Мустаняйнен же, пытаясь петь по-русски, выводил заунывно одну-единственную памятную строку:
— «А-во поле пыль, стоял…» — И нараспев тем же мотивом заканчивал: — А-а, тут мой песенка — и сконсялся.
V. Жалобы Ариадны
Оставим их… Наступил вечер. Марья Лукьяновна в бессильной тоске о загулявшем муже своем изныла. Было около десяти часов. Мальчики спали. Марья Лукьяновна сидела у раскрытого окна и плакала. Наверху, в мезонинчике, окно было тоже открыто. По комнате, совершенно пустой, если не считать скудной мебели и жильцовского сундука, шагал из угла в угол описанный нами выше волосатый мужчина в грязном светлом костюме, оживленном огромным радужно-ярким галстуком. Задерживаясь у окна, он каждый раз слышал монотонный вздыхающий плач и энергично плевался. Если бы читатель знал, чем был занят в это время мозг мужчины, он весьма удивился бы. Об этом мы сообщим в конце правдивого нашего повествования, а пока заметим, что плач весьма раздражал мужчину.
Он сошел по лестнице вниз, усмотрел в сумерках сидящую перед окном хозяйку, закурил и оглушительно крякнул.

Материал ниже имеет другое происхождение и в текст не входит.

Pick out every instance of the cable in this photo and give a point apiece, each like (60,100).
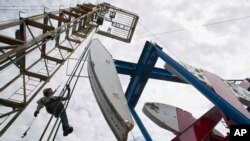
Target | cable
(63,92)
(159,41)
(30,6)
(183,29)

— Кто тут? — встрепенулась Марья Лукьяновна, прижимая к носу платок.
— Я. Искандер-Амурский!
— Вы уж меня извините, голова разболелась, растрепалась.
— Обреветесь! — грозно сказал Искандеров, приближаясь аршинными шагами к окну.
Женщина вздрогнула и, чувствуя, что ее жалеют, разразилась рыданиями.
— Чего плачете? — тоном волостного писаря спросил Искандеров.
— Чего?! — Она махнула рукой. — Да… в петлю от такой жизни… загубитель мой… злодей, двадцатник несчастный… дети… обуть, одеть… пьяница… трое суток!..
Она жаловалась долго и основательно. Хибаж затрепетал бы, услышав ее грозную речь. Искандеров, воздевая бороду траурными пальцами вверх, задумчиво посасывал ее, сочувствуя той и другой стороне.
— Угум! — сказал он. — Положение не из красивых. Ну, я пойду. Одначе все поправлю.